The Spiritual Practice of You
September is Self-Improvement Month
YOU
If you are reading this right now, pause and meditate on these words: “YOU are God’s Beloved.” “YOU are wanted.” “YOU are loved.” Now if you are in a place emotionally or mentally where this does not feel true, then change the word YOU to I and use this a trailing mantra: I am wanted, I am, I. When you come to the I, understand that that is you that you are talking about. Self Improvement starts with you.
Self Help Month
September is self-help month, and I would like to offer my reflections on how we can better ourselves on the path of becoming. We are all a work in progress. When we engage in thinking about ourselves as a spiritual practice, it challenges us to see ourselves as God sees us, as beloved children of God. Also, co-creators of all that exists, in union with God.
I am getting ready to teach an introduction to Philosophy course in October and going through old notes and listening to new material to get ready. I was recently spending time with the Stoics and sometimes overlooked Cynics. We are probably fairly familiar with the Stoics right now with the names Marcus Aurelius, Seneca and Epictetus household names. We are less familiar with Diogenes. Cynics believed in living in accord with nature and opposing conventions. Their major tenets were freedom and parrhesia (free and candid speech) and training and toughness. For the sake of self-help, I want to take a moment to look at Cynical toughness and training.
Train like a Cynic
To be a cynic, one had to be comfortable with being uncomfortable. One had to accept and engage with a life punctuated with challenges. I have made it a life goal to engage in hard experiences . For the cynics, a life of askesis or a life of constant training was their life mission. Diogenes, who I mentioned above believed that the ability to live without the luxuries of what we think we need can be liberating and beneficial.
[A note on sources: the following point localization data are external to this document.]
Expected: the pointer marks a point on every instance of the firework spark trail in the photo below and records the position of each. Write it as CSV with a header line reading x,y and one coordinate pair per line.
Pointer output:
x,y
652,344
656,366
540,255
I have studied contemplation and meditation for all my adult life thus far and you will see this askesis notion punctuated throughout the different monastic traditions. We do not have to go to the extreme measures to model a cynic’s lifestyle to incorporate some of their values in our lives. In Cynicism, we see a thread that reappears in Buddhism, we suffer because we cling. If we can cultivate less reliance on the things around us and the expectations of others and ourselves, we will suffer less. Next week, I will look at Aristotle’s Golden Mean. We need to look at the middle road of Cynic thought. For example, the cynics believed that leisure is the most enviable thing of all. But too much pleasure leads us to hedonism and not enough pleasure can lead to despair, depression and loneliness. The trick here is have what you need and want what you have. The cynic training here is understand that the fewer wants you train yourself to have, the more likely it is you will find satisfaction in life.
A Race Report
All this brings me to last weekend. I did another 25k race. An easy one comparatively and one that I have completed several times at the 50k and 25k distances. But then there is thing I am dealing with around long covid. While I was not as ready as I wanted to be, I still had several ten plus mile runs under my belt going into this event. I am almost at five hundred miles of running for the year, almost one hundred miles ahead of plan over last year. Prior to having COVID, I did one thousand miles of running a year for about ten years.
I arrived in Youngstown, Ohio for the Youngstown Ultra Trail Classic to light rain, but sunny skies. This would be the twentieth running of this event. My mind was ready, my legs were ready, but all the weird pre race COVID things that seem to happen were all there. After I cleared that all up and got squared away, I collected my bib, filled my water bottle and walked over to the start to watch the 50k runners start. Then I went back to my car to mingle with some friends and warm up. Then it was time for the 25k. To say I love this race would be an understatement. Millcreek Park is a Victorian era park much like many of the parks in the Cleveland metro area Emerald Necklace. It is beautiful and relaxing to run through. Unless long COVID issues keep breathing and heart rate regulation a problem.
From the start of the event, breathing issues were a problem and by mile eight, I was struggling to maintain my heart rate, jumping as high as 191 bpm. Ultimately, this would slow me down on the back half of the course as I needed to walk to recover my breathing and heart rate. I would finish about nine minutes slower than my previous 25ks on this course.
This race was a practice in self-talk, mindful awareness and acceptance. The 2024 season has continued to be a sobering reality that my pre COVID endurance days are truly past me. While I recovered well from the event, the event itself was a practice in patience and letting go of expectations and letting the moments arise as they come.
You may be in a similar boat with either your physical health or mental health. I mentioned at the beginning that we are all on the path of becoming. Regardless of if I got COVID or not, at some point all of this was going to have to end. Despite my well-meaning daughter telling me that I am just getting old, I do have to accept that I was not going to stay in my peak 30’s forever. But I am also not giving up, and neither should you.
What the Cynics, the early Greek philosophers, Buddhist and Western monastics can all teach us is to let go of our expectations. To lean into focusing on living and let our living inform our being and our becoming.